The same is true for Donovan George, who recently returned from a year long tour in Afghanistan with the Army National Guard. George kept a tribal flag with him throughout the deployment.
"I just had it with me for my comfort and for my tribe, here. I had it all over northern Afghanistan," George said.
The tradition of military service runs deep across Indian Country. Native Americans serve at the highest rate per capita out of any ethnic group. In fact, there are around 4,000 military veterans enrolled in the Rosebud Sioux Tribe.
"Going to college, going to the workforce or whatever were not as easy to do. Going to the service was a natural type of thing," Redfish said.
But those opportunities aren't the only reason why so many Native people choose to fight for our country.
"It was an honor to serve, and a lot of the other Natives here feel the same way," Morrison Sr. said.
"Our people have always been warriors, so going into the service is kind of a natural thing to do," Redfish said.
"It's just built in us. Maybe it's genetic or hereditary? I don't know what it is but it's there and it's always going to be there," George said.
One of the promises made to military veterans is the honor of being buried in a military cemetery.

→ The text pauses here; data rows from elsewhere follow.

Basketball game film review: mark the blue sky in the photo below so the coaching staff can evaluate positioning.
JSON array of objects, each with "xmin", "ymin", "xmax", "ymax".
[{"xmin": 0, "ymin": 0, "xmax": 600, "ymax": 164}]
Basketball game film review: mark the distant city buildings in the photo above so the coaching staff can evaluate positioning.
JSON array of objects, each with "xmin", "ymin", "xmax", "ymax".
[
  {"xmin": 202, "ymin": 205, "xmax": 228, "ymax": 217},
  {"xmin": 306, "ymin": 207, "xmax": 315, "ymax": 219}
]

But the Black Hills National Cemetery is more than 200 miles from Rosebud.
"Really, we only have one option right now, which is in Sturgis, and I think a lot of veterans would've liked to have been buried there and their families to be buried there," Redfish said.
Soon, there will be a much closer option for military veterans and their families thanks to the Rosebud Sioux Tribe Veterans Cemetery, which is located on the reservation south of White River.

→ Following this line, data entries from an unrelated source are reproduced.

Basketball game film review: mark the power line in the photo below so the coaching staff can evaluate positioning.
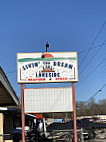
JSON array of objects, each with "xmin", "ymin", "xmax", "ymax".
[
  {"xmin": 79, "ymin": 40, "xmax": 106, "ymax": 75},
  {"xmin": 79, "ymin": 21, "xmax": 106, "ymax": 67},
  {"xmin": 78, "ymin": 84, "xmax": 106, "ymax": 108},
  {"xmin": 77, "ymin": 58, "xmax": 106, "ymax": 85},
  {"xmin": 78, "ymin": 43, "xmax": 106, "ymax": 54}
]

The project was made possible by a $7,000,000 grant from the Department of Veterans Affairs. It's the first tribal veterans cemetery in the country.
"This will be the first tribe in the nation to go after this grant and get it," Morrison Sr. said.
The grant pays the cost of the tribal cemetery's construction, which is well ahead of its scheduled completion date of Memorial Day of 2013.
"The winter didn't slow them down too much. That's why we're here today at 75 to 80-percent complete," Morrison Sr. said.
When finished, the tribal cemetery will be in the shape of a turtle, one of the most important symbols in Lakota Culture.
"It'll be a beautiful place and an honor to be buried there," Redfish said.
There are already 600 crypts in place at the cemetery with room for more. For many veterans, it's assuring to know that when the time comes, they will be honored forever in their homeland.
"It's more than just a comfort. It's peace of mind for my individual family and for the relatives here," George said.
"This is our land, our home, and to be able to be buried there and also to have the honor of being buried in a national cemetery, I mean, everything just comes together," Redfish said.
Tribal veterans that have completed a required amount of time in active duty service will be eligible to be buried at the cemetery.
Officials with the Oglala Sioux Tribe in Pine Ridge have also received a tribal cemetery grant from the Veterans Administration. Construction is set to begin there next summer.